For the membership year starting 1 April 2011, IfL has negotiated a transition grant from the government, most of which will be used to give members an 18-month membership for the price of 12 months. This will in future years bring the membership renewal date in line with the annual continuing professional development (CPD) declaration, thus simplifying members’ transactions with IfL.
The fee levels have been decided with the support of IfL’s Advisory Council, after careful research, consultation and consideration of the resources needed for IfL to provide cost-effective professional benefits and services to members and regulatory functions for the sector.
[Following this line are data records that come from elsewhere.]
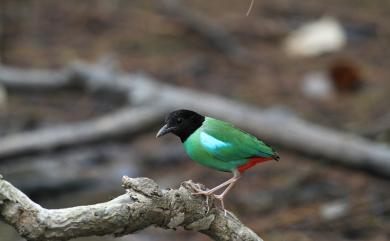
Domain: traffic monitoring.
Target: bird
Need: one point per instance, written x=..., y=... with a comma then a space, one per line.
x=218, y=145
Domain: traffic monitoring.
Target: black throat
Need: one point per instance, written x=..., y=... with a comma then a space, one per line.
x=190, y=127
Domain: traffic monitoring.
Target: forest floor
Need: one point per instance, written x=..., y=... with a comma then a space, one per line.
x=286, y=200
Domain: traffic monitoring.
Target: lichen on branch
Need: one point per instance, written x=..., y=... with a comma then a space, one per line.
x=144, y=204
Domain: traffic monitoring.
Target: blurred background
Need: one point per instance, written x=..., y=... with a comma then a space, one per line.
x=327, y=62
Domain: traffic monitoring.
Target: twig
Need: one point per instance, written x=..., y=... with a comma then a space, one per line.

These distinctive benefits include:
· REfLECT, IfL’s online personal learning space and e-portfolio, currently used by over 107,000 members to plan, record and share their CPD
· The conferral of the professional status of Qualified Teacher Learning and Skills (QTLS) or Associate Teacher Learning and Skills (ATLS) through IfL’s supportive system of professional formation
· The IfL Volunteer Connections programme, through which a growing network of some 700 IfL members benefit from a dedicated CPD programme designed by IfL, in return for supporting the CPD of teachers and trainers at a local level, in their workplace
· A network of advisers, based within Centres for Excellence in Teacher Training (CETTs), who provide information, advice and guidance for IfL members at a regional level
· The protection afforded to the profession, learners, employers and the public interest through IfL’s Code of Professional Practice and the systems for administering disciplinary procedures
· The regular dissemination of news and policy updates; member journals; practice-based case studies and impact studies
· A range of support for CPD, and the annual review of CPD, showcasing excellent teaching and training
· IfL’s advocacy and policy work with the government, employers, stakeholders and policymakers, through which it promotes the highest standards of teaching and learning; influences key policy and funding decisions; gives teachers and trainers an effective voice; raises their status and strengthens the regard in which the profession and their teaching and training of learners is held.
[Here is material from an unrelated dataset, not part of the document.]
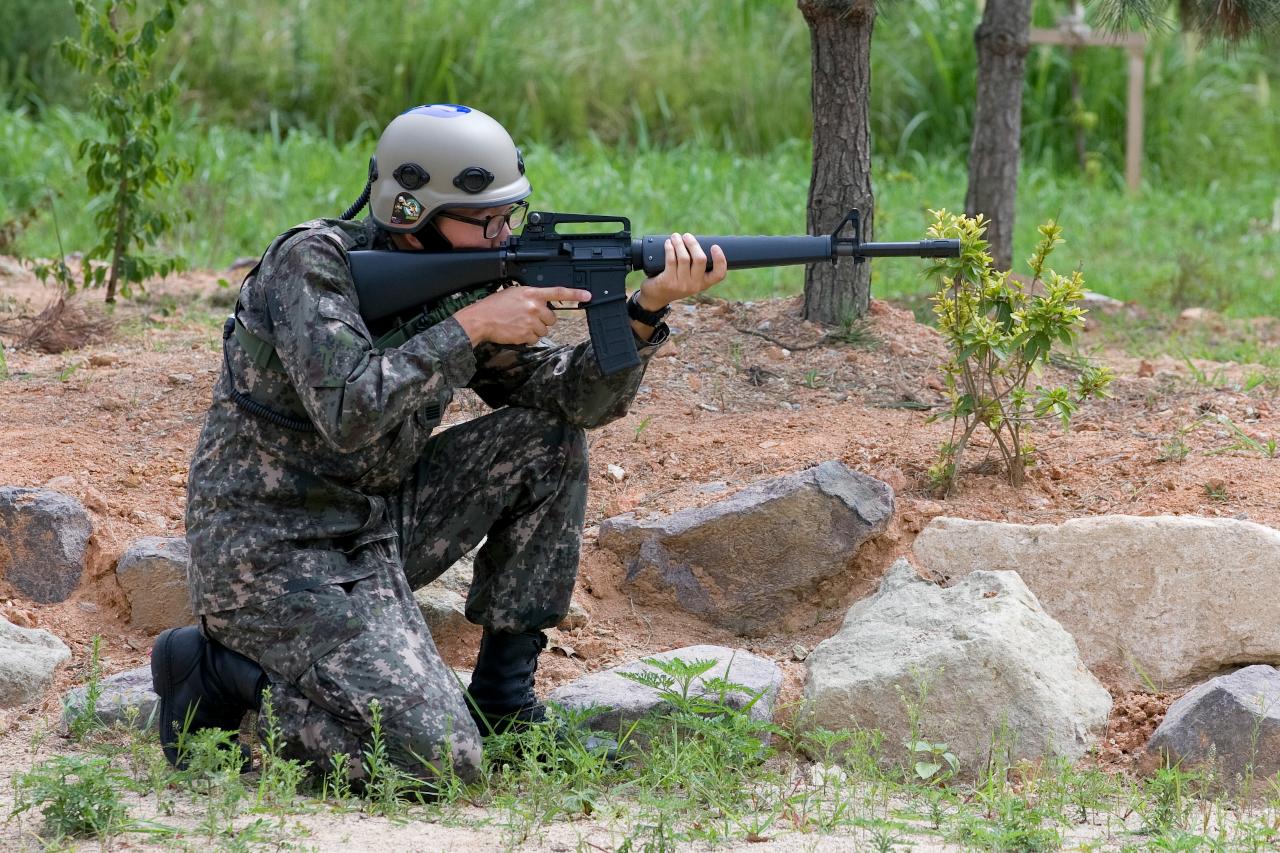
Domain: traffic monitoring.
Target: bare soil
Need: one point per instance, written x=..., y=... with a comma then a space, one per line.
x=743, y=392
Toni Fazaeli, chief executive of IfL, said, “Like many other professionals, including midwives, accountants and lawyers, teachers and trainers are required to be members of their professional body, and will now be required to pay their own fee. IfL membership is a ‘licence to practise’, providing reassurance that teachers and trainers remain in good professional standing, are supported in their professional practice and can be prevented from practising if there is a serious breach of the IfL Code of Professional Practice.
“The government’s Skills for Growth white paper, published in November 2009, indicated that IfL would be expected to become self-financing. The subsidy received from public funds in the last three years has helped IfL to establish an efficient infrastructure to support the provision of member benefits and regulatory functions. We can now look forward to fulfilling our role as a strong, independent professional body, capable of being a critical friend to the government, while giving informed challenge. Our mission is clear – that IfL members will be known as excellent dual professionals – as teachers and trainers and as up-to-date subject or vocational experts for learners across further education and skills.”
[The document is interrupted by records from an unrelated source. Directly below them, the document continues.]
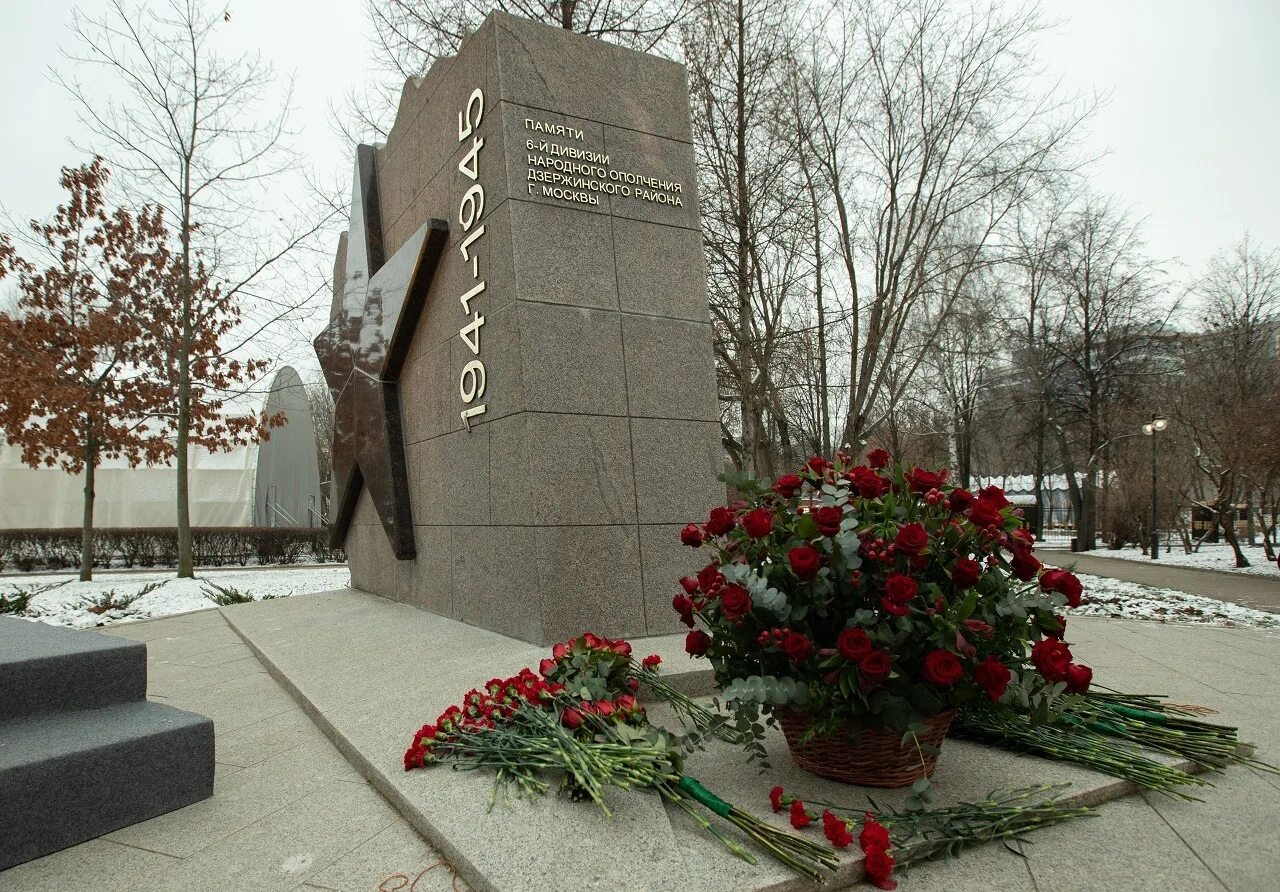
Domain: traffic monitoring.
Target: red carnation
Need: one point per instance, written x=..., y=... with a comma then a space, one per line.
x=912, y=539
x=787, y=485
x=877, y=865
x=836, y=829
x=873, y=835
x=922, y=481
x=798, y=646
x=735, y=602
x=942, y=667
x=854, y=644
x=799, y=817
x=720, y=522
x=992, y=676
x=1078, y=678
x=876, y=666
x=804, y=561
x=900, y=588
x=965, y=573
x=1051, y=658
x=696, y=643
x=828, y=520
1. Membership fees are tax-deductible. After tax relief at 20 per cent, the standard membership will cost £54.40, and £76 for Fellows. Standard membership for 2011–12 will cover 18 months, rather than 12, which after tax relief equates to 70 pence a week.
2. IfL benchmarked its work as a professional body with regulatory functions against other comparable organisations; this included an analysis of the range and type of subscription models used by other professional and membership bodies. The membership fee of £68 falls towards the lower end of comparable organisations, where the range was between £65 and £200, with a few having considerably higher fees than this.